The vet will then take your pet's vitals, like weight, temperature, pulse and respiration rate, and perform a physical examination of the pet. During a physical exam, the vet checks the abdomen for swollen organs, and the legs, feet and joints for any potential problems. Depending on the age, breed or condition of your pet, your veterinarian may also check the eyes, ears and mouth.
When your vet conducts a full body examination, he or she will check out your pet's coat and skin, noting any hair loss, itchy spots or lumps. Keep note of your animal's shedding habits so you can let the vet know if anything seems abnormal. The vet will check for parasites, fleas, ticks, mites and heartworms as well.
Vaccinations are also important to your pet, especially if you have a cat or a dog, and your vet will suggest that you make sure they're current. Keeping up to date with vaccinations can prevent your furry friend from getting distemper, rabies, hepatitis and lyme disease. Some vaccinations last longer than others, so speak to your doctor about staying caught up with your animal's shots.
Just like your own health insurance, you want to make sure your animal is covered before he or she needs veterinary services. Some common animal surgeries can cost thousands of dollars, and you don't want to end up having to foot a surprise bill that costs more than your paycheck.
There's no set price for pet health insurance. Costs can depend on factors such as where you live, the age and breed of your pet, and how much coverage you want. Before you take out a pet insurance policy, you'll want to meet with your vet to go over what he or she thinks your animal should be covered for. Many vets believe that you should make sure cancer, chronic disease, hereditary and congenital disease, and common breed-related medical conditions are all addressed in your policy.

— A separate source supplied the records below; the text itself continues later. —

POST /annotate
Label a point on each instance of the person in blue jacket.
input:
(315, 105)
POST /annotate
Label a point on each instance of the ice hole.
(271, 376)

Some pet owners can't afford insurance for their pet, so there are other options to make paying for surprise pet visits as easy as possible. Some pet stores have wellness plans - which tend to be much cheaper than an insurance policy - that offer shots, check ups, screenings and discounts on various procedures your pet may need. A lot of veterinary offices offer payment plans for pricey procedures as well, as long as you have decent credit history. For a last-ditch option, there are even privately funded organizations that offer pet owners financial aid for their pet's treatments.